Lynda Van Devanter Buckley – May 27, 1947 – November 15, 2002.
I wasn’t going to write about this today, because, well, I’ve written about it before.
And it feels like, at this point, what else can I say? What else can I possibly write?
But, because this (writing) is how I process things, I felt like what’s on my mind right now needed to be processed. So, while Lilly naps, I write. I process.
Today marks 11 years since my mom died. You can use phrases like “passed away” or “left us” but those are fluff phrases. Died is an ugly word, but it’s what happens sometimes, it’s life. You are born. You live. You die. It’s okay.
No, I don’t sit around in an endless pity party day after day feeling sorry for myself or crying because I miss her. She’d be super pissed at me if I did that. In fact, I sometimes feel almost bad because I don’t cry that much anymore. I can openly talk about my mom and her life and not cry. It was a long time before that was the case, but today, that is the case.
That’s not to say that I don’t still cry every now and then, but it’s not a struggle anymore.
In fact, I feel like I’ve finally gotten to the point in the last few years where I can now smile more and laugh more and celebrate her life. Because that’s what she would have wanted.
But today, the truth is, I can’t help but think of regrets.
I know that it’s not sexy to say you have regrets. And I know that regrets aren’t something we should admit we have. However, sometimes, you have regrets. And right now, I have regrets.
I regret not talking with my mom more. Sure, I talked TO her a lot. But, when I was an immature, selfish teenager, I didn’t TALK WITH her. I talked TO her. I did way more talking and a whole lot less listening. And I regret that. When I try hard to think back to conversations we had, it’s hard to remember the details, because, well, I was a selfish teenager talking about my selfish issues. I regret that.
I regret not asking more questions. My mom lived an incredible life, and there are a whole lot of things about her life that I just don’t know the answer to. And I wish I did. And if I had been less selfish and talked WITH her more, I probably would have been able to ask more questions. Questions like, “Why did you want to become a nurse?” “Why did you want to go to Vietnam?” “Why did you live in California for as long as you did?” “Why did you decide to come back to Virginia?” “What was college and nursing school like?” “What was Vietnam like?” Sure, I’ve gotten some of those answers from reading her book, but I’d much rather have gotten them from her personally.
I regret not reading her book when she was alive. I didn’t read my mom’s book until after she died. And I really regret that. Now, my mom didn’t LET me read it for the longest time, but I think, eventually, I just put off reading it because she didn’t want me reading it. But, after reading it, I have so many questions. SO many questions. And those are questions that will forever go unanswered. And I don’t like that.
I regret not taking more pictures WITH her. That picture at the top of this post is one of the ONLY pictures I have with her when I was a teenager. I really haven’t been able to find ANY pictures of me and my mom in my later teen years. She died my senior year of high school and I have no pictures with her. I hate that. I really, really regret that. The photographic memories I have with my mom later in her life are pretty much nill… and that really sucks.
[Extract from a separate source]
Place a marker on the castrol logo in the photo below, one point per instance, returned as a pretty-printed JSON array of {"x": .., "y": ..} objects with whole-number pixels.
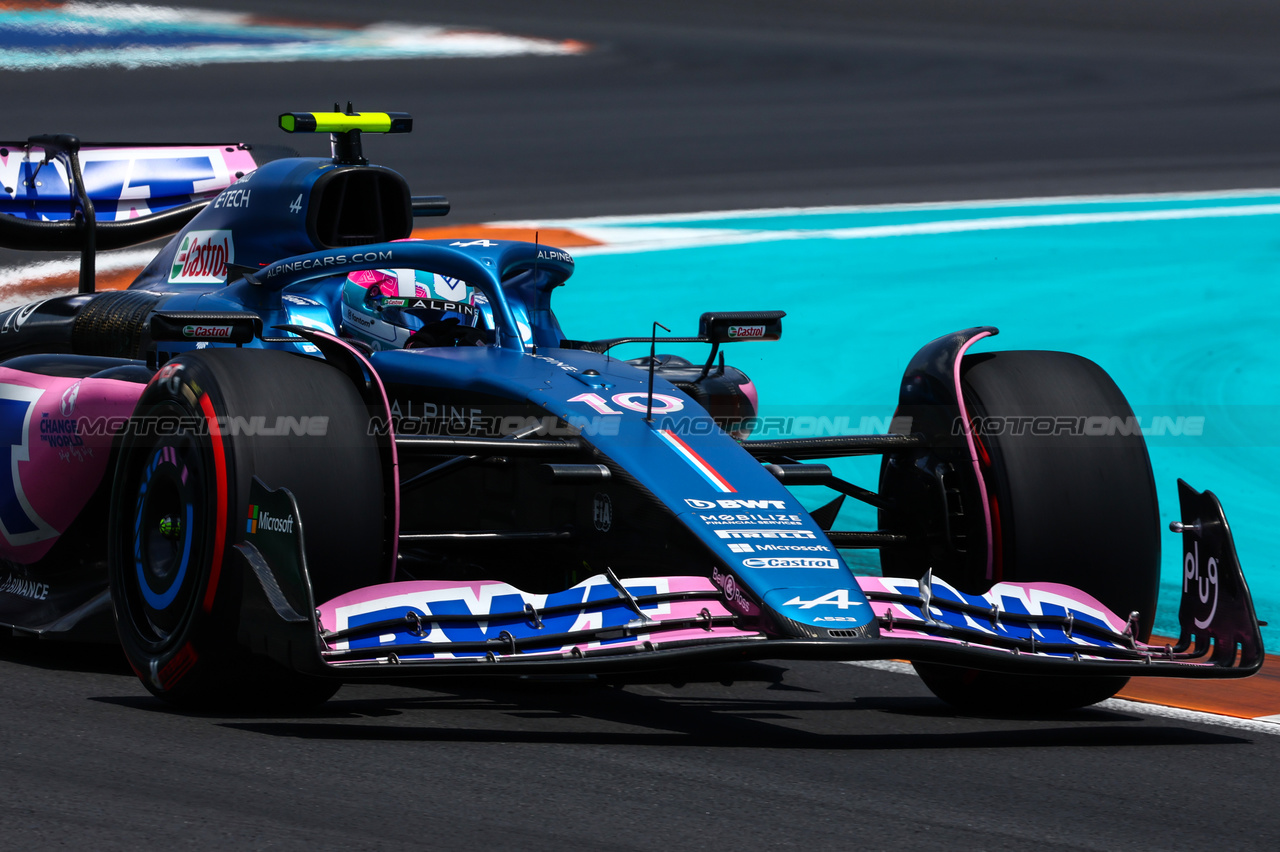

I regret not doing more things FOR her. Looking back, it’s hard for me to swallow that I really was just your typical, angsty, selfish teenager. And I feel like I took advantage of my mom sometimes. And I don’t like that. She was such a giving, caring, selfless woman – and I wish I’d taken a cue from her earlier and I wish I’d done more for her.
Now, I have no doubt in my mind that my mom knew how much I loved her and how much she meant to me, but I do always wonder if I told her enough. So, I’ve tried to make it a point to learn from my regrets and tell my family and my friends how much I love them. Constantly. I don’t ever want a day to go by where my friends or my family even doubt for a second my love for them.
I think it’s been harder these past few months now that I have Lilly. I try and think of stories that I’ll be able to tell her one day about her grandma, but knowing that they’ll never meet in this world is hard. Not having mom around to ask her questions about being a mother, is hard.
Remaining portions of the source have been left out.